Sans prêter la moindre attention au soin particulier accordé à l’ambiance lumineuse naturelle et pourtant délicatement tamisée, elles se dirigent vers le grand miroir et, dans un même geste, posent leur sac à main sur le rebord imitation marbre pour en sortir une trousse de maquillage. Chacune regrette de ne pas être seule dans la pièce mais pour conjurer cette mauvaise pensée contraire à la philosophie en open-space collaboratifs de l’entreprise, elles s’adressent un demi-sourire poli.

C’est à cette occasion qu’elles réalisent que leurs tailleurs sont identiques.

Le demi-sourire se fane et les deux femmes farfouillent dans leur trousse de maquillage pour se donner une contenance. La blonde déplie une brosse à manche télescopique et entreprend de faire bouffer ses cheveux, la brune entrouvre les lèvres et s’applique une couche généreuse de rouge. Voyant cela, la blonde souligne ses lèvres d’un voile nacré de gloss extra-shine tenue infinie. La brune défait son chignon et secoue ses cheveux comme dans la pub. Les lèvres rouges et brillantes se crispent et des regards de moins en moins aimables sont échangés de part et d’autre. On sécurise la zone, en remettant une couche de rouge qui déborde largement pour des lèvres encore plus pulpeuses. La blonde se redresse et dégaine l’eye-liner, la brune fait sauter un bouton de son chemisier. Puis, elles se lancent simultanément dans l’opération de camouflage avec la couleur n° 8, Pêche gorgée de soleil ou 12, Beige des sables.

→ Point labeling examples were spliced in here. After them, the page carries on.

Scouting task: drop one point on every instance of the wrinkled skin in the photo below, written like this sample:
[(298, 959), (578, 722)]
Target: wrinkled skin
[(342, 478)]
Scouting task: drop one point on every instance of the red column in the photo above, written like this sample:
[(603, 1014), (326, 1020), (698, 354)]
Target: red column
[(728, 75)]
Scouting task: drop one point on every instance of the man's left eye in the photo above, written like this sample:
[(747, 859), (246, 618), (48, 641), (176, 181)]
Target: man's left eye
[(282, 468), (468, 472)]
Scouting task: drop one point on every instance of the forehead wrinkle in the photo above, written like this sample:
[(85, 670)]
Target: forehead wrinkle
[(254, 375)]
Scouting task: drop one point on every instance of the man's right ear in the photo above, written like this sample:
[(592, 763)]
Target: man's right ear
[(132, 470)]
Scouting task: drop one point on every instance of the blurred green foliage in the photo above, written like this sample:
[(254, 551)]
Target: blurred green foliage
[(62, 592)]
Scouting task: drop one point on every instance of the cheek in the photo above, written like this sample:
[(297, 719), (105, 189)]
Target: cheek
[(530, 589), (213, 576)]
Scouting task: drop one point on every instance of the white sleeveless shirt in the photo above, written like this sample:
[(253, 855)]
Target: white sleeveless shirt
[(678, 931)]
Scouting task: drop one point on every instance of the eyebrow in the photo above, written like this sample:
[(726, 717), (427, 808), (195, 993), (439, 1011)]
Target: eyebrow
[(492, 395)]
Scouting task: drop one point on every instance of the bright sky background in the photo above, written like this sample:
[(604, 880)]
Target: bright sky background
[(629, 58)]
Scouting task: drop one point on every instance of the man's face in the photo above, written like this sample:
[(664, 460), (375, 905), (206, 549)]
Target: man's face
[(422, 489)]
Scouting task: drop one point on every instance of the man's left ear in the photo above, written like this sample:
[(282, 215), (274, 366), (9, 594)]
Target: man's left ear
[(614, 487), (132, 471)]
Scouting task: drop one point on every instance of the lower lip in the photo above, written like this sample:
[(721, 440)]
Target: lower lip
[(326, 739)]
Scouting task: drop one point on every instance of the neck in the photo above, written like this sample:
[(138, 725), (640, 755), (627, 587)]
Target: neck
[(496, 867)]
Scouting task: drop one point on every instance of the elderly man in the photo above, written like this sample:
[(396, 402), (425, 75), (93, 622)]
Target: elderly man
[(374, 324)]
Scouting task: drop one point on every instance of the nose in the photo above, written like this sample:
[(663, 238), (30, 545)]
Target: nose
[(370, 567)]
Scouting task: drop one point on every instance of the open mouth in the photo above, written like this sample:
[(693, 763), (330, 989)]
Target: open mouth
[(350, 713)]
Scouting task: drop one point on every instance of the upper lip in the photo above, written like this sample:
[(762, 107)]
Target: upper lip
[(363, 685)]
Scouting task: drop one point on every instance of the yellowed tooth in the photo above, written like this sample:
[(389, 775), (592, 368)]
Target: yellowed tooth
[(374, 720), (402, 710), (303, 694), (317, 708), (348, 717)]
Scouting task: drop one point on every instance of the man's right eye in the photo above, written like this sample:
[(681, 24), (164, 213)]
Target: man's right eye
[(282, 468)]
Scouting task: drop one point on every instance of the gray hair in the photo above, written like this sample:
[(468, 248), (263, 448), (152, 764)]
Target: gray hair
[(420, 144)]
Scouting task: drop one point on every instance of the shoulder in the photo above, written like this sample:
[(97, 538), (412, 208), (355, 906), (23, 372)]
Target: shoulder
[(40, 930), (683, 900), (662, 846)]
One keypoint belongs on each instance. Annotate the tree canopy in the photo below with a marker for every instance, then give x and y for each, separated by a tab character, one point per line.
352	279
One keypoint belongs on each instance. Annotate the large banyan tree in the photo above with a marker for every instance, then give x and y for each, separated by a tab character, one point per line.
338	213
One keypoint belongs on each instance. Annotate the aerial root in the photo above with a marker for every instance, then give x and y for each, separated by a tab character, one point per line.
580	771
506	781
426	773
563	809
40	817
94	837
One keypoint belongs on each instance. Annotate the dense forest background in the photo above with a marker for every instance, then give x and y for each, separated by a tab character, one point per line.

L’une rentre le ventre, l’autre enlève ses lunettes, un deuxième bouton est sacrifié pour sauver le décolleté : c’est un dommage collatéral. La blonde fulmine et fait sèchement claquer son recourbe-cils, la brune se lime rageusement les ongles et repousse avec ardeurs ses cuticules. On sort le blush et la scène prend des allures de guerre apache. Un peu plus de bleu sur les yeux, des cils encollés de pâte noire en paquets, les joues rouges de fièvre, elles sont déterminées et rien ne pourra les arrêter.

Mais, depuis un haut-parleur, une voix se fait entendre : Les candidats venus passer un entretien sont priés de se présenter porte H où ils seront pris en charge par un recruteur, merci. Les deux femmes se figent. Puis elles rangent précipitamment leur matériel et se dirigent vers la sortie. La main sur la poignée, la brune se retourne vers la blonde. Et elles restent là, à se regarder un long moment, contemplant l’étendue du désastre.